Results from the limited exploration works conducted in the 2000s suggest the mineral-rich epithermal quartz veins occur in volcanic rocks within wide structural corridors ranging between 30 metres and 275 metres in width.
The structural corridors carry hundreds of the quartz veins ranging from 5 centimetres to over 1.5 metres in width, with visible gold reported in the veins.
The host rocks are believed to be strongly silicified with widths up to five times the thickness of the veins, whilst gold is believed to be found up to two metres away from veins that are 20 to 30 centimetres wide.
As part of the upcoming fieldwork, PolarX will look to assess the continuity of the veins and evaluate the altered rock located between the veins to determine whether or not they host economic gold and silver mineralisation that is suitable for bulk mining methods.
The works will initially commence at the Fourth of July claims and where it will focus on the existing high-grade outcropping veins. An abundance of historical samples returned bonanza grades as high as 2,639 grams per tonne silver, 2,083 g/t silver and 31 g/t gold from veins scattered across the Fourth of July tenure.
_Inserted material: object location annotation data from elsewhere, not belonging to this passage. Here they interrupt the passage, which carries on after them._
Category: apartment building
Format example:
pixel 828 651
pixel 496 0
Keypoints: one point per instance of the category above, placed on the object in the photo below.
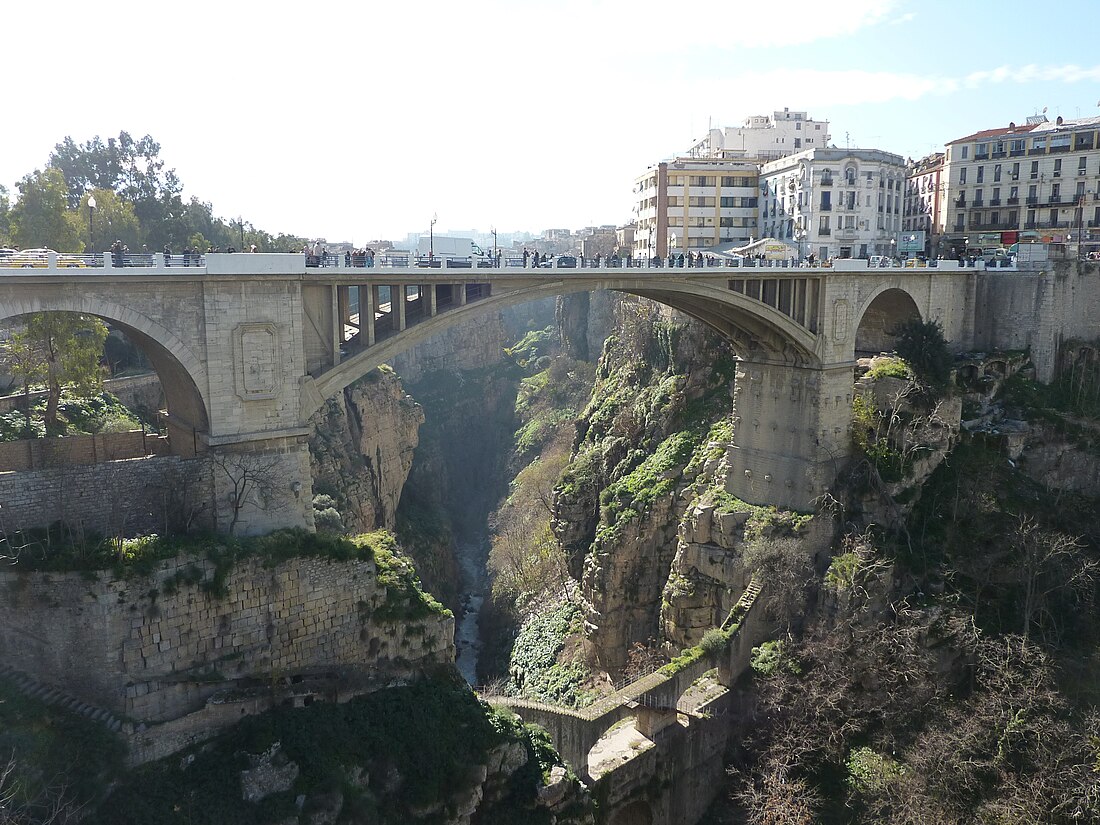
pixel 834 202
pixel 763 138
pixel 688 205
pixel 1036 182
pixel 925 205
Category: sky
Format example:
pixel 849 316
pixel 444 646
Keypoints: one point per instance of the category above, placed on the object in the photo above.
pixel 362 121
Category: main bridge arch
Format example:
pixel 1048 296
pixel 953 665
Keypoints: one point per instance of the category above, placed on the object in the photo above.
pixel 757 331
pixel 182 372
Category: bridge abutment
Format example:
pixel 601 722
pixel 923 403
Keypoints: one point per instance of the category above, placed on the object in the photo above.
pixel 791 428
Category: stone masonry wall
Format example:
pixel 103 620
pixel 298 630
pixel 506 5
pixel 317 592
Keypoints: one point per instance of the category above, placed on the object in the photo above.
pixel 118 497
pixel 156 648
pixel 1038 310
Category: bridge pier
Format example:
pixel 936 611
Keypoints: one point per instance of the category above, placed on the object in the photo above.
pixel 791 432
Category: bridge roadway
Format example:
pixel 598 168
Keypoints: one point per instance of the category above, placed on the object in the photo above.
pixel 249 347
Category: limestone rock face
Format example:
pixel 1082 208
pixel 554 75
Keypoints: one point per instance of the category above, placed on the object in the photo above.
pixel 662 381
pixel 362 449
pixel 707 574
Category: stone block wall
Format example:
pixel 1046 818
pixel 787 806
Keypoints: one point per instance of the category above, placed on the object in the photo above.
pixel 117 497
pixel 1038 310
pixel 156 648
pixel 48 452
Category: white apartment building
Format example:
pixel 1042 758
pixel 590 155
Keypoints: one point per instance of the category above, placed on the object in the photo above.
pixel 763 138
pixel 926 201
pixel 834 202
pixel 1036 182
pixel 689 205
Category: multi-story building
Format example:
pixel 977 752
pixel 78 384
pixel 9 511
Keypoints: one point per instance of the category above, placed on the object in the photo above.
pixel 1036 182
pixel 834 202
pixel 925 209
pixel 688 205
pixel 763 138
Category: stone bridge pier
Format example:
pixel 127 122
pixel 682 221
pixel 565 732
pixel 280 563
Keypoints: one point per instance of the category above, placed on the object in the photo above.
pixel 790 431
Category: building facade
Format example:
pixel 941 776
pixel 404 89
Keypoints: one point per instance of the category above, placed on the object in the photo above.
pixel 1036 182
pixel 925 205
pixel 763 138
pixel 689 205
pixel 834 202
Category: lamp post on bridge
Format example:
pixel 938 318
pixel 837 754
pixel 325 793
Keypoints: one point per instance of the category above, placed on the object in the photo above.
pixel 91 224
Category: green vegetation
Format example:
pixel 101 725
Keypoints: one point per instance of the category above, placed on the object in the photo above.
pixel 771 658
pixel 62 549
pixel 56 756
pixel 138 201
pixel 890 367
pixel 536 669
pixel 387 752
pixel 923 347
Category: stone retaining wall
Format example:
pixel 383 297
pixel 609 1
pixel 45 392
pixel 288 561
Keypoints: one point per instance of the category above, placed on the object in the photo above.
pixel 156 648
pixel 36 453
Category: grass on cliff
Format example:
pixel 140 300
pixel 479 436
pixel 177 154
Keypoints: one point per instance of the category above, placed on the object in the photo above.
pixel 61 549
pixel 55 755
pixel 388 754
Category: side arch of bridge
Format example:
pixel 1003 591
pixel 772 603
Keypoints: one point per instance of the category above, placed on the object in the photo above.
pixel 182 372
pixel 749 325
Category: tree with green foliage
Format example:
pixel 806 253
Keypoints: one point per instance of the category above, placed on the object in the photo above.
pixel 25 361
pixel 923 347
pixel 72 345
pixel 41 216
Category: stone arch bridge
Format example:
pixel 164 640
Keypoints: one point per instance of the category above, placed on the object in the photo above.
pixel 249 347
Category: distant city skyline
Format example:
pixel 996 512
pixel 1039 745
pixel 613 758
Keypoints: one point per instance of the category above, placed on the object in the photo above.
pixel 359 123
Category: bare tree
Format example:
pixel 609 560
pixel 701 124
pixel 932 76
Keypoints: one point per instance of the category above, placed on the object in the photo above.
pixel 253 480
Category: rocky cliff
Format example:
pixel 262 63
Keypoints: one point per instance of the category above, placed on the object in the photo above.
pixel 362 449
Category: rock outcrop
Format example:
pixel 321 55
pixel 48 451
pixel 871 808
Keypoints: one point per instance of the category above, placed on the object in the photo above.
pixel 362 449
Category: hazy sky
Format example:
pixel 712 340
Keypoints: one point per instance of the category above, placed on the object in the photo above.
pixel 361 121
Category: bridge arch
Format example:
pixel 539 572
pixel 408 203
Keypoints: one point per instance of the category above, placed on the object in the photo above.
pixel 881 312
pixel 182 373
pixel 752 327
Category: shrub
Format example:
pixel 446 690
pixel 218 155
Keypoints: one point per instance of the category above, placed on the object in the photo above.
pixel 922 344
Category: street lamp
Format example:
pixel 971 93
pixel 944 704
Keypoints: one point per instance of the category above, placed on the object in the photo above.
pixel 91 223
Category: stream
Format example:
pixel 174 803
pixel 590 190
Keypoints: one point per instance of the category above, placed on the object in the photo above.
pixel 472 554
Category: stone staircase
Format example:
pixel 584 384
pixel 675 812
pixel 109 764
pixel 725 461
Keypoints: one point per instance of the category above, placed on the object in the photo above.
pixel 55 697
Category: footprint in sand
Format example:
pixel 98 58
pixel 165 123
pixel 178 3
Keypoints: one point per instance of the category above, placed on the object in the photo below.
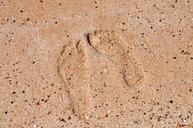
pixel 119 49
pixel 73 69
pixel 81 65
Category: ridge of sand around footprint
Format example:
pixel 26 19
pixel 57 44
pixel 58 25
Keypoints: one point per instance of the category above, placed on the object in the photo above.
pixel 104 57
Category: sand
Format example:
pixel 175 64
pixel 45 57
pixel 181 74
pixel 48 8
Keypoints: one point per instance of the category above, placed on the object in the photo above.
pixel 96 64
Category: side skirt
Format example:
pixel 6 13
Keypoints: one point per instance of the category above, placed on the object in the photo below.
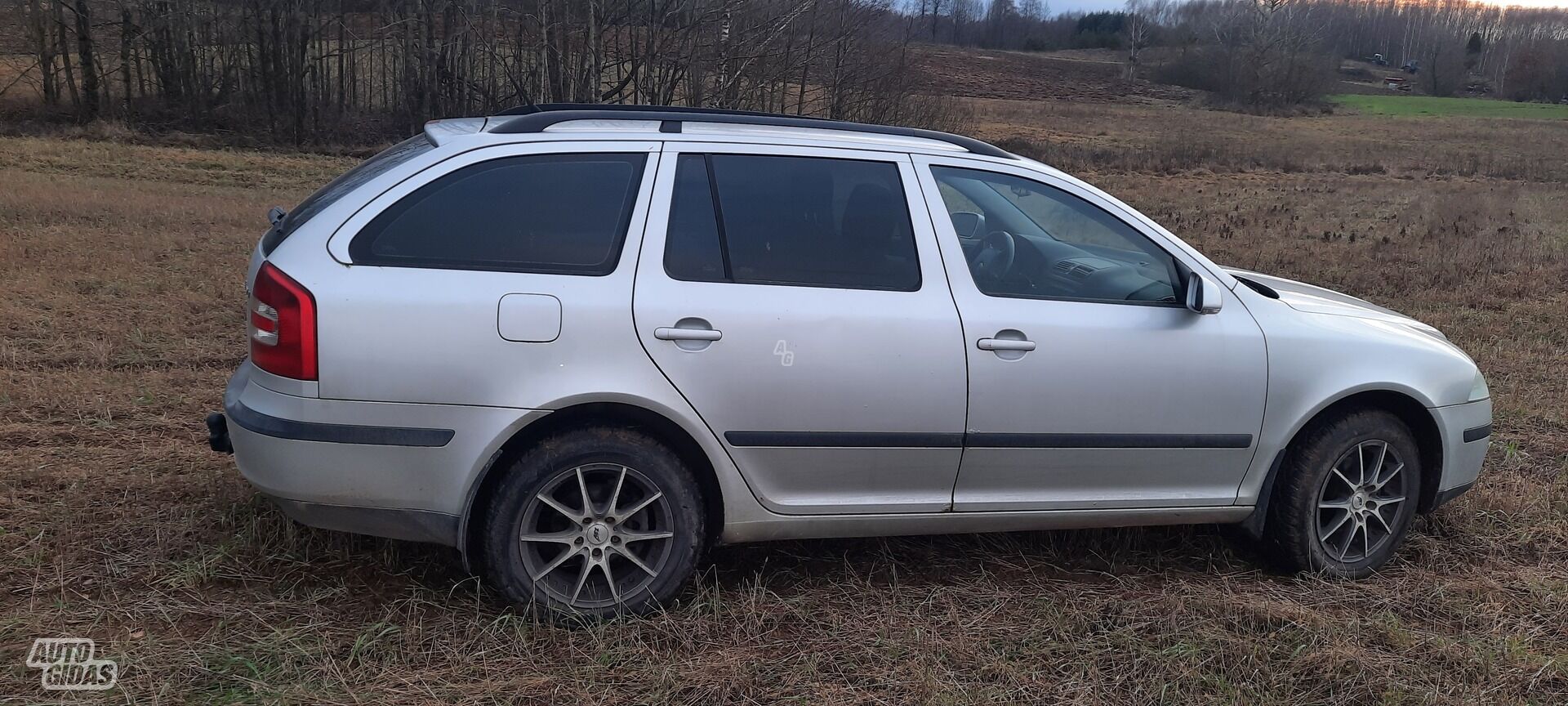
pixel 817 526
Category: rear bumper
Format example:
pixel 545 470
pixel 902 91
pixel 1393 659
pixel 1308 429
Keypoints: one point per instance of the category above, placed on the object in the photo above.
pixel 1467 433
pixel 386 470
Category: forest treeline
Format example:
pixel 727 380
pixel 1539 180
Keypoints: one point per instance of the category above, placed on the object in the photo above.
pixel 354 71
pixel 336 71
pixel 1280 52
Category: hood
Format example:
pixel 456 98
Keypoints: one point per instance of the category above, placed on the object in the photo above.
pixel 1319 300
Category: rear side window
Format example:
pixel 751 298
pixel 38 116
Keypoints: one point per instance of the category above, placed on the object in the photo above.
pixel 349 181
pixel 791 220
pixel 546 214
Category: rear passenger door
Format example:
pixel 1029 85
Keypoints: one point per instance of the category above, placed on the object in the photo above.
pixel 799 302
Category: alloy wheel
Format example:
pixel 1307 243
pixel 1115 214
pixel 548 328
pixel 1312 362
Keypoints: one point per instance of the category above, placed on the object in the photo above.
pixel 1360 501
pixel 596 535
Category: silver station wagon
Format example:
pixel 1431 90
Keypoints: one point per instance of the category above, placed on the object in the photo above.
pixel 582 344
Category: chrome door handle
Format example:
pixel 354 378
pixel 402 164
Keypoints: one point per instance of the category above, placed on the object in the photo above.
pixel 666 333
pixel 1004 344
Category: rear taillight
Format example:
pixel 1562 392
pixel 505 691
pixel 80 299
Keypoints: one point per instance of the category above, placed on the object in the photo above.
pixel 283 325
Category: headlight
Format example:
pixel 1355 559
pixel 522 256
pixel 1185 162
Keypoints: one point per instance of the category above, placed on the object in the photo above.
pixel 1479 388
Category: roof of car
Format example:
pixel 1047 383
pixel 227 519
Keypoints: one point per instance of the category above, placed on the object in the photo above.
pixel 681 119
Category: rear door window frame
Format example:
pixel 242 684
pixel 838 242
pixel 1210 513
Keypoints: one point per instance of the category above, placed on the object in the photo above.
pixel 681 151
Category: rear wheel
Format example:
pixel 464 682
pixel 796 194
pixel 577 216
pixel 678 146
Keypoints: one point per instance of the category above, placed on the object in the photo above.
pixel 598 521
pixel 1346 496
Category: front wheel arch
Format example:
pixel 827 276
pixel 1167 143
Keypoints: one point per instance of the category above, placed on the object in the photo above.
pixel 1416 418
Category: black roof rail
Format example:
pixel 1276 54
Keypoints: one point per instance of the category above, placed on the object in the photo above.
pixel 535 118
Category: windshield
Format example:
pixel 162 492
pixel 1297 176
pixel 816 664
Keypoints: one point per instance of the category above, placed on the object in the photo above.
pixel 349 181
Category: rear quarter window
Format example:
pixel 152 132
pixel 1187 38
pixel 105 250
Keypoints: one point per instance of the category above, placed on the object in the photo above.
pixel 543 214
pixel 344 184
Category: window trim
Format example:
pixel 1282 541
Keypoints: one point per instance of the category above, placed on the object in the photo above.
pixel 1178 264
pixel 724 237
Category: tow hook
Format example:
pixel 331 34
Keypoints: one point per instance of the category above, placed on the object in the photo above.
pixel 218 433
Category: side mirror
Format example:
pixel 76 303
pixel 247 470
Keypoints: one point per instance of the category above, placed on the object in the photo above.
pixel 1203 295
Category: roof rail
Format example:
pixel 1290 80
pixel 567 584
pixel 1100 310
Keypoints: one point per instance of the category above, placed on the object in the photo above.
pixel 535 118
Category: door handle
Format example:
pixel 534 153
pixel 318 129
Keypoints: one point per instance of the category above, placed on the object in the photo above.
pixel 1004 344
pixel 666 333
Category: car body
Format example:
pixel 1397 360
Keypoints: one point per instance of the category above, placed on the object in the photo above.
pixel 957 341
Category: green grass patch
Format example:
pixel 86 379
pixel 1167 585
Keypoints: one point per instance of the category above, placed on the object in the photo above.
pixel 1443 107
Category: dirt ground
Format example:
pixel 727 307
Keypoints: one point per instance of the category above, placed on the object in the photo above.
pixel 1032 76
pixel 121 317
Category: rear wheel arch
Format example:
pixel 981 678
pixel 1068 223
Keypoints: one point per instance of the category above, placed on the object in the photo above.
pixel 590 414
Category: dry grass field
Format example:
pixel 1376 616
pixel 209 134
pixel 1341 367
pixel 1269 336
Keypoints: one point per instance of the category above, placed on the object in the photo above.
pixel 121 317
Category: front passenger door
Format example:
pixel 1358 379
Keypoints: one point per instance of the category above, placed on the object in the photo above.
pixel 1090 385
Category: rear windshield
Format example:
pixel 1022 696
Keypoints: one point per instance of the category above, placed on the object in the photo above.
pixel 349 181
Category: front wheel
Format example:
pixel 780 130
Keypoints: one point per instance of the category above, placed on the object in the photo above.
pixel 1346 496
pixel 596 523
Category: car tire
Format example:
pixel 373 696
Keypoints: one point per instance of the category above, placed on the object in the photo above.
pixel 1346 496
pixel 626 551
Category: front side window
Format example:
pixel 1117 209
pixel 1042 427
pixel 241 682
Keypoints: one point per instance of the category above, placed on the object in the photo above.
pixel 548 214
pixel 1031 240
pixel 791 220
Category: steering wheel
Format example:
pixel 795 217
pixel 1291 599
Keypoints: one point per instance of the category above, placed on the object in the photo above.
pixel 996 255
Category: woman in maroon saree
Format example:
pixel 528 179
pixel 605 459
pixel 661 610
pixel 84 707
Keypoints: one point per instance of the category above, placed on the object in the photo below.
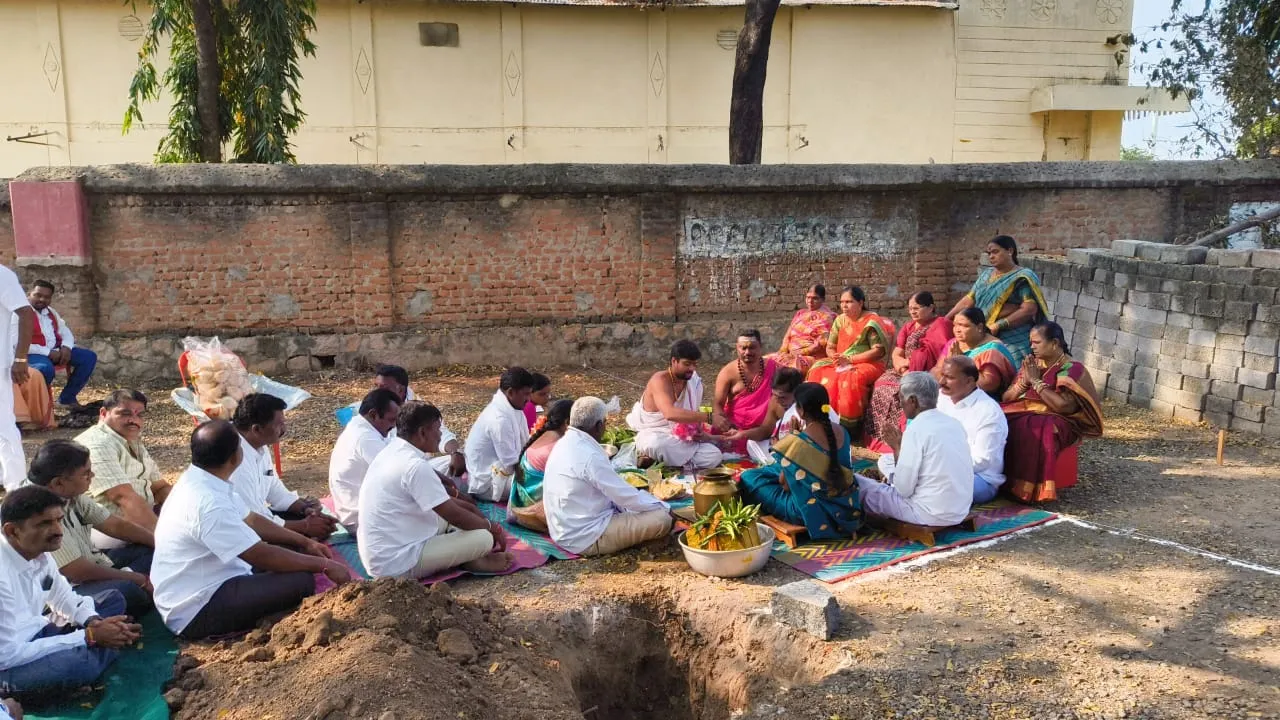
pixel 1050 408
pixel 919 346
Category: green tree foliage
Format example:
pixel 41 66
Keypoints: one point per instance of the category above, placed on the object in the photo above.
pixel 1230 49
pixel 254 58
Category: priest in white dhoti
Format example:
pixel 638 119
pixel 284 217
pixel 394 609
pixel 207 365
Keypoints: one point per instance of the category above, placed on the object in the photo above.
pixel 668 419
pixel 498 437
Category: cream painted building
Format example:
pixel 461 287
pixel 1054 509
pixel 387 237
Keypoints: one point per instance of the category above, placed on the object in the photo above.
pixel 548 81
The strike extent of the veins will be initially mapped and sampled, with a systematic soil sampling and geological mapping program to follow.
A similar program of works is set to follow at the Black Canyon landholdings located a few kilometres to the north which will include a follow up of the eye-catching 3,384 gram per tonne gold sample that came from the old Indian Ike mine.
Another 512 g/t and a 335 g/t gold sample from the Lois Vein will also be followed up.
Drones will be used to collect high-resolution orthophotography and digital terrain mapping, whilst ground or airborne geophysics may also be undertaken.
Humboldt Range is located in the multi-million-ounce mining region of Nevada and the company’s landholdings lie just a stone’s throw away from two serious mining operations.
The five-million-ounce Florida Canyon gold mine is located within a few kilometres to the west of the Black Canyon claims, whilst some fifteen kilometres to the south of the Fourth of July claims lies the Rochester mine with a head-turning 400 million ounces of silver and 3 million ounces of gold in metal endowment.
With its saddlebags full of cash courtesy of a recent capital raise, PolarX has wasted little time in getting on the ground to follow-up the multiple bonanza grade precious metals showings at Humboldt Range.
PolarX’s sample grades are off the charts – if the ASX-listed company can find the source of these spectacular samples, it will be off the races for its followers.